5. Espaço e Tempo. Merleau-Ponty utiliza o termo habitar para designar a relação do homem com o espaço e o tempo: "O corpo habita o espaço e o tempo". Nesta frase, o termo habitar é utilizado juntamente com o conceito de être engagé, com o objectivo de rejeitar a ideia de um sujeito carente de mundo. A noção de espaço nocturno por oposição ao espaço diurno ajuda a esclarecer a relação do homem com o espaço: "Quando o mundo dos objectos claros e articulados se encontra abolido, o nosso ser perceptivo, amputado do seu mundo, desenha uma espacialidade sem coisas. É isso que acontece à noite. Ela não é um objecto diante de mim, ela envolve-me, penetra por todos os meus sentidos, sufoca as minhas recordações, quase apaga a minha identidade pessoal. Já não estou mais entrincheirado no meu posto perceptivo para dali ver desfilarem, à distância, os perfis dos objectos. A noite é sem perfis, toca-me ela mesma, e a sua unidade é a unidade mística do "mana". Até mesmo gritos ou uma luz distante só a povoam vagamente. Ela é animada na sua totalidade. É pura profundidade sem planos, sem superfícies, sem distâncias" (Merleau-Ponty). Tal como Minkowski, Merleau-Ponty recorre ao conceito de mana para caracterizar a participação mística na noite, que quase anula a nossa identidade pessoal, pelo facto de abolir a cisão existente entre sujeito e objecto. Na noite, o homem funde-se com o espaço que o envolve e o eu mistura-se com a obscuridade. Por isso, Bachelard disse que as noites não têm história nem futuro: «O sonho da noite não nos pertence. Não é um bem nosso. É, em relação a nós, um raptor, o mais desconcertante dos raptores: rapta o nosso ser". Na metafísica da noite e nos sonhos nocturnos, o sujeito perde o seu ser. Ao contrário dos sonhos diurnos, os sonhos nocturnos "são sonhos sem sujeito": "ao passo que o sonhador do sonho nocturno é uma sombra que perdeu o próprio eu, o sonhador do devaneio, se for um pouco filósofo, pode, no centro do seu eu sonhador, formular um cogito. Noutras palavras, o devaneio é uma actividade onírica na qual subsiste uma clareza de consciência. O sonhador do devaneio está presente no seu devaneio".

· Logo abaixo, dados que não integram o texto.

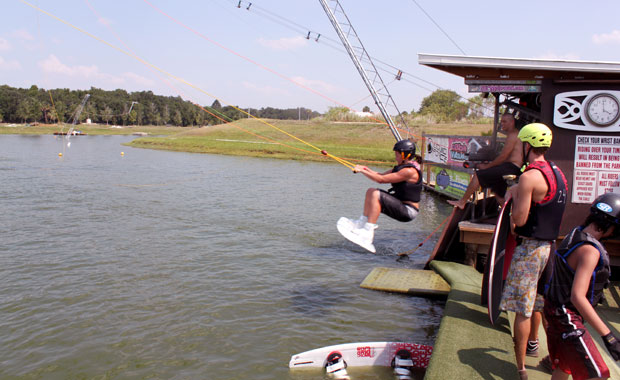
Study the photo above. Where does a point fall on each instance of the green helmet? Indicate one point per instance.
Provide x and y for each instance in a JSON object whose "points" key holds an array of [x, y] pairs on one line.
{"points": [[537, 134]]}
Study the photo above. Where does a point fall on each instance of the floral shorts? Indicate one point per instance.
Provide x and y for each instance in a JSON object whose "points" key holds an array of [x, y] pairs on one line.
{"points": [[527, 266]]}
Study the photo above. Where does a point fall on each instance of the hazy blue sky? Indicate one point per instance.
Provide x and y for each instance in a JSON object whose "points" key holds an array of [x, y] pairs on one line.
{"points": [[250, 58]]}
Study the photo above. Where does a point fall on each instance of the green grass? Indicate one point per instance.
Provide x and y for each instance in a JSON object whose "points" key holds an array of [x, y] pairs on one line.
{"points": [[356, 142], [284, 139]]}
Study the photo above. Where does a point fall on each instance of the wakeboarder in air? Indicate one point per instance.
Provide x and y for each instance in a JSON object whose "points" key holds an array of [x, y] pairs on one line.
{"points": [[401, 202]]}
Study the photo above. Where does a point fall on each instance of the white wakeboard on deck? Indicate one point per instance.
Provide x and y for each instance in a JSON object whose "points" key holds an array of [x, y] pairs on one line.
{"points": [[345, 227], [366, 354]]}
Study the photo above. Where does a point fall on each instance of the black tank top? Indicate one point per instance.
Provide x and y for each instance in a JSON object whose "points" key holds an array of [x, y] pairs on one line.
{"points": [[407, 191], [559, 288], [545, 217]]}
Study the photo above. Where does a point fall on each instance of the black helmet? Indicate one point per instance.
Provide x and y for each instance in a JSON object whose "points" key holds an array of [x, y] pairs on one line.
{"points": [[607, 206], [407, 147]]}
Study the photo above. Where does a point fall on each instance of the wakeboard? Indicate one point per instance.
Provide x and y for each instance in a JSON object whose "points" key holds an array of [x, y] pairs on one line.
{"points": [[345, 227], [498, 262], [366, 354]]}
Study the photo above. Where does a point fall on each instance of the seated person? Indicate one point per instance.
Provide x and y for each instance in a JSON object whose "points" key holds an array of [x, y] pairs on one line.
{"points": [[490, 175]]}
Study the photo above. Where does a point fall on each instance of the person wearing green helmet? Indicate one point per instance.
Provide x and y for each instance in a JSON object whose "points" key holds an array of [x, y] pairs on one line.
{"points": [[539, 200], [490, 175], [401, 202], [581, 270]]}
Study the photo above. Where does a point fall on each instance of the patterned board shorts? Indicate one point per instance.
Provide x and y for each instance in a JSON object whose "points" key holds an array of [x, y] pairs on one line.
{"points": [[528, 263]]}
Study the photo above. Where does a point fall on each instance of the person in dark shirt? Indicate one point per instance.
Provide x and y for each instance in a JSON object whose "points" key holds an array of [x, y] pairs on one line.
{"points": [[401, 202], [581, 271]]}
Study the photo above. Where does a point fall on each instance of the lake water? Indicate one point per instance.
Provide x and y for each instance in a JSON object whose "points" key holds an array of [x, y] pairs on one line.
{"points": [[166, 265]]}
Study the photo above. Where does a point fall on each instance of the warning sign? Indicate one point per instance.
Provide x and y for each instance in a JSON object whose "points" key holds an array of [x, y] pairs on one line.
{"points": [[597, 167]]}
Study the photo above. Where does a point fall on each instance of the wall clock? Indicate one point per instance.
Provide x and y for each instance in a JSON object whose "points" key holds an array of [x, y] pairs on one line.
{"points": [[603, 109]]}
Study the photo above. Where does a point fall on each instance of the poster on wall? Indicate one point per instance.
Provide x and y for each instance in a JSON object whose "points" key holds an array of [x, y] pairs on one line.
{"points": [[452, 150], [449, 182], [596, 167]]}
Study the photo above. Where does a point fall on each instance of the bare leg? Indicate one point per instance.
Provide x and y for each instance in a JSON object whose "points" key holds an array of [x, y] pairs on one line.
{"points": [[474, 184], [535, 324], [372, 206], [500, 200], [522, 332], [558, 374]]}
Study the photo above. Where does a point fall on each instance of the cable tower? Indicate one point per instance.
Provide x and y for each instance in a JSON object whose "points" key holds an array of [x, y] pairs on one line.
{"points": [[362, 62]]}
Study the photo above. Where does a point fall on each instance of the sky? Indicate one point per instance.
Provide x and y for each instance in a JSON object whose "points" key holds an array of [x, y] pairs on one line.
{"points": [[204, 50]]}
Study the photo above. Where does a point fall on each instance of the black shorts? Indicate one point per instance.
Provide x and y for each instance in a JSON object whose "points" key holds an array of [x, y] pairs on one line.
{"points": [[395, 208], [492, 177]]}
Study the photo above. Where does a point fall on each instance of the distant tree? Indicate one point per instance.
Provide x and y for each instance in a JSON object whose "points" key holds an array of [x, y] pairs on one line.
{"points": [[479, 106], [177, 118], [444, 106]]}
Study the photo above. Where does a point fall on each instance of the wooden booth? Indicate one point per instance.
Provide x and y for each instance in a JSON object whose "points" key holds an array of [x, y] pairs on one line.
{"points": [[578, 100]]}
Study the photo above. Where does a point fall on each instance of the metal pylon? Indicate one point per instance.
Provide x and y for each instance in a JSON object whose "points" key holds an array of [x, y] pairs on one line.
{"points": [[362, 62]]}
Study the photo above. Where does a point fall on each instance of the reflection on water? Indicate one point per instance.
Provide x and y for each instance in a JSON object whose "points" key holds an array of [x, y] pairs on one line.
{"points": [[171, 265]]}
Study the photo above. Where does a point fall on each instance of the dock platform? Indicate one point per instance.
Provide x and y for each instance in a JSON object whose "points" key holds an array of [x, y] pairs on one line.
{"points": [[468, 347]]}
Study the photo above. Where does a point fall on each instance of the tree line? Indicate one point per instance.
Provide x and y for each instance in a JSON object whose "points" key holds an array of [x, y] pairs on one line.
{"points": [[120, 107]]}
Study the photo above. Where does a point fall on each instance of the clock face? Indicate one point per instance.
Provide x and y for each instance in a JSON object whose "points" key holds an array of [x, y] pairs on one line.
{"points": [[603, 109]]}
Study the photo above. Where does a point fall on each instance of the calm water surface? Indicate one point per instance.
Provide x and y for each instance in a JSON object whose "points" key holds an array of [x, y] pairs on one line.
{"points": [[165, 265]]}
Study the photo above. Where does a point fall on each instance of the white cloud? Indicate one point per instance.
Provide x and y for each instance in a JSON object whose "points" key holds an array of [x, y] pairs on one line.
{"points": [[283, 43], [604, 38], [264, 90], [104, 21], [4, 45], [561, 57], [317, 85], [138, 79], [23, 34], [9, 65], [52, 65]]}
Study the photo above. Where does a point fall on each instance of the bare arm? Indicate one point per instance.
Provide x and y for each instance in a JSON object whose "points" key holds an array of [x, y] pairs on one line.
{"points": [[584, 260], [388, 177], [522, 198]]}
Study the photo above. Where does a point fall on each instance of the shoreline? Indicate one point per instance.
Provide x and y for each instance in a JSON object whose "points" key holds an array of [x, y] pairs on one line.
{"points": [[357, 142]]}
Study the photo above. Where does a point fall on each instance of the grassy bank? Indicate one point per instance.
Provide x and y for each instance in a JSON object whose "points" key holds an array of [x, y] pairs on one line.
{"points": [[89, 129], [356, 142]]}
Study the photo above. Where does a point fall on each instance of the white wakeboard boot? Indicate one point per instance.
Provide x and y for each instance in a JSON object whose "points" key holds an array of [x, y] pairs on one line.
{"points": [[362, 236], [353, 223]]}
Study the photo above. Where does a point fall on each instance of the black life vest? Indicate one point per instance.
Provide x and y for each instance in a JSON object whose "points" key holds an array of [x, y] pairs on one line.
{"points": [[545, 217], [407, 191], [559, 288]]}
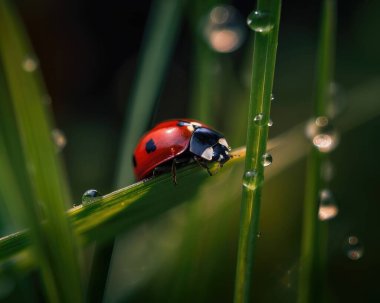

Para Merleau-Ponty, o homem ou o eu habitam no corpo, na casa, nas coisas, no mundo, no espaço e no tempo, assim como o sentido habita na palavra e no signo e o anímico expresso, na expressão. Todos estes usos do termo habitar apontam para a singular intimidade da relação mediante a qual algo anímico ou espiritual está inserido e amalgamado com algo espacial, e esta relação está indirectamente ligada a expressões como estar encarnado, être engagé e outras similares. A espacialidade originária de que fala Merleau-Ponty não é uma estrutura espacial a priori, mas a forma da espacialidade que corresponde a um estado originário do sujeito humano, a partir da qual se desenvolvem as restantes modificações da espacialidade. Se a encarnação é, como diz G. Marcel, "a situação de um ser que aparece unido a um corpo", então Merleau-Ponty pode afirmar que o homem "habita no seu corpo". Esta é uma definição antropológica geral do homem que possibilita pensar as suas relações com o espaço.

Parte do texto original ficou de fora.